The overlook gate is calculated as:
$${f}_{t}=sigma({W}_{lf}{l}_{t}+{W}_{gf}{g}_{t-1}+{omega}_{f})$$
(11)
({f}_{t}) refers back to the overlook gate activation vector at time step t; ({W}_{lf}) and ({W}_{gf}) are the corresponding weight matrices; ({omega}_{f}) is the bias time period. Through the adjustment of the overlook gate, the mannequin can autonomously choose to retain or discard historic data related to present action recognition.

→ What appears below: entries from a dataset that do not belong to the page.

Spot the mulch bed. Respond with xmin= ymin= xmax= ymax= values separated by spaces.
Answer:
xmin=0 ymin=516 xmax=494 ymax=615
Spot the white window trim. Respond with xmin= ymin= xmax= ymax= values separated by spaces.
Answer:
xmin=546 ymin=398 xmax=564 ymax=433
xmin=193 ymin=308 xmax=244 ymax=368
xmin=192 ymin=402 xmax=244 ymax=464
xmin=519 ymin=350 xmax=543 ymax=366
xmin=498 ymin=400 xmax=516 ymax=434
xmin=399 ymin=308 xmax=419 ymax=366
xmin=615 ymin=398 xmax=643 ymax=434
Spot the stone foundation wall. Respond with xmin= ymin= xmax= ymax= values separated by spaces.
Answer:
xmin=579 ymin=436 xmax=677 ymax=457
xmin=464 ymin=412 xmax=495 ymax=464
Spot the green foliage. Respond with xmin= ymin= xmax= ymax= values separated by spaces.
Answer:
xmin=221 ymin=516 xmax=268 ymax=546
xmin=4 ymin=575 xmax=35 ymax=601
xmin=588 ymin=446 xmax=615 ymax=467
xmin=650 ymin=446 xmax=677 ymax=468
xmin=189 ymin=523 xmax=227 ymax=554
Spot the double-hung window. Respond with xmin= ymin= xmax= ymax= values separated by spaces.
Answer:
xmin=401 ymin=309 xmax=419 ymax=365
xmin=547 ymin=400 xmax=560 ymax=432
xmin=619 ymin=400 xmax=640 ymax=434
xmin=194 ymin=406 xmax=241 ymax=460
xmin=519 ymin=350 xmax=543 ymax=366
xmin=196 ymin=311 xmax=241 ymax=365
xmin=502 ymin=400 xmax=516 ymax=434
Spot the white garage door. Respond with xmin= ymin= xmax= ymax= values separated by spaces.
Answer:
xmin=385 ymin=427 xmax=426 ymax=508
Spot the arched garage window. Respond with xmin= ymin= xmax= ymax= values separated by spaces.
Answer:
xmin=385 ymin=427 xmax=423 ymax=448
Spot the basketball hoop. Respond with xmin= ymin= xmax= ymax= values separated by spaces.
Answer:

Based on the outputs of the enter and overlook gates, the cell state is up to date by Eq. (12):
$${c}_{t}={f}_{t}odot{c}_{t-1}+{i}_{t}odottext{t}textual content{a}textual content{n}textual content{h}({W}_{lc}{l}_{t}+{W}_{gc}{g}_{t-1}+{omega}_{c})$$
(12)
({c}_{t}) and ({c}_{t-1}) are the present and former cell states, respectively; ⊙ is element-wise multiplication; (textual content{t}textual content{a}textual content{n}textual content{h}) is the hyperbolic tangent activation operate; ({W}_{lc}) and ({W}_{gc}) denote the corresponding weight matrices; ({omega}_{c}) refers back to the bias time period. Finally, the output gate controls how a lot of the up to date cell state is transmitted to the hidden state.
With the BiLSTM, the mannequin can concurrently make the most of each historic and future contextual data of skiing actions.